Katharina konnte trotzdem nicht anders. Sie ging in die Hocke und ließ zu, dass das Mädchen ihr um den Hals fiel. Schließlich hatten sie eine Menge miteinander erlebt. Und …
Wann hatten sie sich verabschiedet? Das war erst am Vormittag dieses Tages gewesen. Es kam Katharina wie eine Ewigkeit vor.
»Kommst du doch mit nach Brasilien?«, fragte Laura begeistert.
»Ach nein, Laura. Ich fliege wo anders hin.«
»Echt? Schade!« Laura schob traurig die Unterlippe vor. Katharina konnte es ihr nachfühlen. Sie würde das kleine Mädchen vermissen. Ihr Vater würde mit Laura nach Brasilien gehen, weg aus Frankfurt. Weg von den Erinnerungen an ihre ermordete Mutter. Es war sicher besser so. Aber Katharina hätte nie gedacht, dass sie sich so an ein Kind gewöhnen konnte.
»Wo fliegst du denn hin?«, wollte Laura wissen.
Fast hätte es Katharina verraten. Aber sicher war sicher: »Das kann ich dir nicht sagen. Das ist geheim. Du weißt doch, ich bin …«
»Polizistin!«, rief Laura, bevor Katharina ihr den Finger auf den Mund legen konnte. Sie sah sich besorgt um, aber niemand nahm Notiz von ihnen.
»Und da muss man manchmal Dinge machen, die niemand wissen darf«, erklärte sie dem Mädchen.
»Schon klar«, sagte Laura mit der endlosen Weisheit einer fast Fünfjährigen. »Kommst du uns besuchen?«
»Das habe ich dir doch versprochen. Sobald ich Zeit habe.«
Tom Wahrig räusperte sich: »Laura, unser Flug …«
Katharina nahm Laura fest in den Arm. Das Mädchen erwiderte die Umarmung. Endlich ließen sie einander los.
Laura nahm ihren Vater wieder an die Hand und winkte noch einmal über die Schulter.
Katharina winkte zurück. Sie sah ihnen nach, bis sie in der Menge verschwunden waren. Sie würde Laura besuchen. Doch, ganz bestimmt.
***
Wie es der Zufall wollte, befand sich die Emirates-Lounge direkt gegenüber von Katharinas Gate, bewacht von einer ganzen Armada von bulligen Sicherheitskräften.
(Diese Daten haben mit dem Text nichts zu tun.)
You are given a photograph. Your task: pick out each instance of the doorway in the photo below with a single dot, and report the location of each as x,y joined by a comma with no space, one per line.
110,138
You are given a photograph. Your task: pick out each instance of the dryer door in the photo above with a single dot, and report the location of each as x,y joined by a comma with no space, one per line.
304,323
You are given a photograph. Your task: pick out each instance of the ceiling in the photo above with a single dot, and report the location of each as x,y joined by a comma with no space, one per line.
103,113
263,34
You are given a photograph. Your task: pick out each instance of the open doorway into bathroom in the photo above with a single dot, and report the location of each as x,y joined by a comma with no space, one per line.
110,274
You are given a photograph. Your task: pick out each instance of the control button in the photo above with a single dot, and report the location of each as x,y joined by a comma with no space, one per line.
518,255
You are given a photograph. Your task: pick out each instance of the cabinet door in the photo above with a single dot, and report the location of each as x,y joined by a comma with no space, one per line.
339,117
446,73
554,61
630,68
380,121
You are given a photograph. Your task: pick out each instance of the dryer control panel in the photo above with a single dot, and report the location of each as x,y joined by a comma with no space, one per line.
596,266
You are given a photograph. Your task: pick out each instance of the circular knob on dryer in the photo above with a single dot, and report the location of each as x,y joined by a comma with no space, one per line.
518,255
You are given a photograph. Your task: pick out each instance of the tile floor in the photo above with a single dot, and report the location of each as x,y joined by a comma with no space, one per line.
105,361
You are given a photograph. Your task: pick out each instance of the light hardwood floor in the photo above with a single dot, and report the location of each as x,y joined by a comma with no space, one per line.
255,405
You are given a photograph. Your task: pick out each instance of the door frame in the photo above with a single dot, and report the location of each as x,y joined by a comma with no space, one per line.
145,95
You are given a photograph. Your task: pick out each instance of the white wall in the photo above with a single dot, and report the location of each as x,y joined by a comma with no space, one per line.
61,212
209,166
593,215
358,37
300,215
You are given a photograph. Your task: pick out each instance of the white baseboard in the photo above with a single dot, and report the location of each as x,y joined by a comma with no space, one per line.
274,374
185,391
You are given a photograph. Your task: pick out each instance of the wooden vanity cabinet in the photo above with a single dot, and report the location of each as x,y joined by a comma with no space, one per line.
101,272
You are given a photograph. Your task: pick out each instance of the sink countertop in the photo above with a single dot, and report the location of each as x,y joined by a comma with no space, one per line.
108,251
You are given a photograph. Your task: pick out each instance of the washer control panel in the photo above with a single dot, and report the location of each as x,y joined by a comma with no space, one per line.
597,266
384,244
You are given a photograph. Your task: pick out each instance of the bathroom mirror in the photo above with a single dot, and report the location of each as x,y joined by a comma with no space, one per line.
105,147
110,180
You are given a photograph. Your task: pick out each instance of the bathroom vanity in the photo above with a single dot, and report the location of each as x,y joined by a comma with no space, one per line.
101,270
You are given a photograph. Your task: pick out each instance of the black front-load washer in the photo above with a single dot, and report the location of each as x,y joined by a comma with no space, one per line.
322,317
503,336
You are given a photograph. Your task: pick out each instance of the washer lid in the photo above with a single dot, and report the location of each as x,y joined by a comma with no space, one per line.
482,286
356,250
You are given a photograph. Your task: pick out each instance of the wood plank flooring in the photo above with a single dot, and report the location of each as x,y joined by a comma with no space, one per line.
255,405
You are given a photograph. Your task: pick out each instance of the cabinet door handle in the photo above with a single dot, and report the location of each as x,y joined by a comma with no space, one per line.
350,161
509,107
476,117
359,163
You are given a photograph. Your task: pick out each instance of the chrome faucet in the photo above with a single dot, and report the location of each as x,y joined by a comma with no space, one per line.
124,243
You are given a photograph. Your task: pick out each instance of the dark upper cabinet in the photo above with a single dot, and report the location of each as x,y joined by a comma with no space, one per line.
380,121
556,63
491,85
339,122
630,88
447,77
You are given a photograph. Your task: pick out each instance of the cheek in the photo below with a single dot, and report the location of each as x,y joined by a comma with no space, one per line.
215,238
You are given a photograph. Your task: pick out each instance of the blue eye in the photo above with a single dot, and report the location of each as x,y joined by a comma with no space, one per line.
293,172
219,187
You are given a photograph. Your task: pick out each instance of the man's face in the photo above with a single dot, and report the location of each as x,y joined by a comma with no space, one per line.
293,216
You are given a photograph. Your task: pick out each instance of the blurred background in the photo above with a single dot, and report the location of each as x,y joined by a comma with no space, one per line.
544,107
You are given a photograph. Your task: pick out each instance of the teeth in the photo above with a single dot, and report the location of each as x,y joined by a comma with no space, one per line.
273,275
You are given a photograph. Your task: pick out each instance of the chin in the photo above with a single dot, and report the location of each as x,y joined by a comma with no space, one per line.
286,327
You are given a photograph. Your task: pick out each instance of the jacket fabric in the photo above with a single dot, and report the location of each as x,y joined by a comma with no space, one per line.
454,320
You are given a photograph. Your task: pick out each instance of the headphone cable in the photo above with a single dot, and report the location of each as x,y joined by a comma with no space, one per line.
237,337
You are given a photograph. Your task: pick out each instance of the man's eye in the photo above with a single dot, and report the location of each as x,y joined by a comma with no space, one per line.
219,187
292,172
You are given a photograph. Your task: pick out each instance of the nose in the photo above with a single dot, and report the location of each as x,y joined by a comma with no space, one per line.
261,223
Katharina ließ sich in einen Sessel fallen: ihre erste echte Ruhepause an diesem Tag. Vielleicht sogar seit zwei Wochen. Seit ihr Leben langsam, aber sicher aus dem Ruder gelaufen war.
Sie sah auf die Uhr: kurz vor neun. Vor vierzehn Tagen um diese Uhrzeit hatte sie verzweifelt zu Hause auf ihrem Sofa gesessen. Polanski, ihr Chef, hatte sie eben nach Hause gebracht. Gegen ihren Willen. Thomas, ihr langjähriger Partner und bester Freund, war keine vier Stunden zuvor getötet worden. Und sie selbst hatte zwei Menschen erschossen. Drogenhändler, die einen Kollegen und vier Jugendliche als Geiseln genommen hatten.